Training A Forecasting Model With CNN's and LSTM's

I have been working on a prediction problem for quite some time.

My model has the input shape of [Sequence Length , Attributes] and tries to predict a single attribute at next time step.

I used very similar model before and got a good result on a very similar problem. Also, I am trying to keep my model as computationally cheap as possible to use in some part of my thesis.

Some of the attributes have critical outliers.

Aim: Predict Next Time Steps Attribute, append it to the current sequential data and keep predicting. Removing the oldest time step,and keeping sequence length at a fixed length

My Model Description: 5-6 CNN Layers 1 LSTM Layer 1 FC Layer (With ReLU Activations Except LSTM of course.)(This is just to show model idea. Layer Count Type etc. can be changed.)
I am able to choose, sequential length of the input data

What I Tried:

  1. Increased & Decreased CNN Layers
  2. Changing Filter Sizes.
  3. Added Batch Normalization Layers between CNN’s
  4. Added Max Pooling, Average Pooling & Striding On a Sequence
  5. Increased & Decreased Channel Sizes for CNN Layers
  6. Used GRU’s , LSTM’s and RNN’s for sequential Part
  7. Increased & Decreased Hidden Dimension of Sequential Layer
  8. Tried multiple Sequential Layers
  9. Tried Variety of Sequence Lengths
  10. Added Multiple FC Layer’s at the end of Sequential Layer
  11. Tried Transforming the data, “Yeo-Johnson”, Logarithmic, Cubic etc.
  12. Tried Only Sequential Layer-Based & Only CNN Based Models
  13. Different Batch Size, Much Larger Training Set , Different Number of Epochs…

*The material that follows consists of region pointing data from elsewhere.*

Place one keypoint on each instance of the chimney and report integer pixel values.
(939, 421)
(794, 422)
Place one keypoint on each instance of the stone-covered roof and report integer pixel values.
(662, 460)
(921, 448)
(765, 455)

Forecasting made with model:

I kind of ran out of ideas at this point. Since, I am not very experienced in DL, but a long review of multiple sources, didn’t help me at this point. What seems to be the problem here ? How can I approach this model ? What are the fundamental methods I can try here ?

Thank you for your time.

Can you provide the code and a small sample of the data? It’s hard to know whether there is an error in your code or you are using an inappropriate model.

TSAI may be worth looking into. Also, I recently had surprising success with an extremely simple, one-layer LSTM for multivariate time-series prediction (validation MAPE reached <1%, beating 10+ other architectures I tried). It may be worth following this example on your dataset.